By Richard Smith, a capital markets and IT consultant
There was some really strange stuff going on last week.
First, Citi got in a right old tangle.
Monday: Citi announce share sale. Pretext: TARP escape.
Wednesday: the share sale falls through.
Wednesday: it also emerges that the IRS has been quite kind (or at least 2/3rds kind since USG owns a third of the stock) about Citi’s deferred tax assets – they will be allowed to keep them – and they count as Tier 1 Capital under Basel II).
Thursday: Basel II bins deferred tax assets as regulatory capital , so Citi face the prospect of raising another $40Bn in addition to the shares they didn’t sell on Monday. And they are still stuck in the TARP.
Now, the conspiracy theorist interpretation of this is that Citi or US Treasury got a whiff of the Basel III rulings, tried to get a sale away, (before investors realised that if they bought in they’d be diluted yet again as some point by the fundraising required when the DTAs get binned), and then got snubbed by equally well informed investors on Weds.
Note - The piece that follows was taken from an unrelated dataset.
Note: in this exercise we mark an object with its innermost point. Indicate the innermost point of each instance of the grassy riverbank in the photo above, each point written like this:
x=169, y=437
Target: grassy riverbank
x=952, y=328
Kind of self-cancelling insider trading.
Second, banks will soon have a VERY big equity hole!
Haven’t seen any analysis of how the new Basel bank capital calculations would affect US bank regulatory capital but if Credit Suisse’s back of an envelope calculation is right for Eurobanks (they will need EUR 1.1 Trillion of extra capital of one sort or another), then a crude read-across is that American banks need another $400Bn of capital, of one sort or another. I am ignoring ridiculous basket cases like Citi. This is based on Eurobanks representing about 50% of the world banking asset base, with US banks acounting for another 15%, and on the assumption that US and Eurobanks have been gaming their capital requirements so the same overall extent. (Yves comment: the assumption in the US is that US banks are further along on their writedowns than the Eurobanks are, but given that the US banks just got an expected break from the FASB re not having to implement a rule change that would have required them to consolidate their off balance sheet entities, that cheery assumption may not include those lovely “qualified special purpose entities”).
In another part of the Basel III forest, the document is very keen for OTC derivatives to be traded on an exchange. It doesn’t distinguish between CDS and other derivatives such as swaps, so I take this as an implicit admission that the entire OTC market was a crap idea – rather radical and smack on from my perspective.
At the same time as this push to exchanges is announced, the FSA tossed their own spanner into the works, with their rather Yvesian argument that derivatives clearing may in some cases (and I assume they mean CDS) will be just as ropey and bailout prone as the OTC market. Or more cynically, they are introducing the same loophole to derivatives regulations as we saw in the US!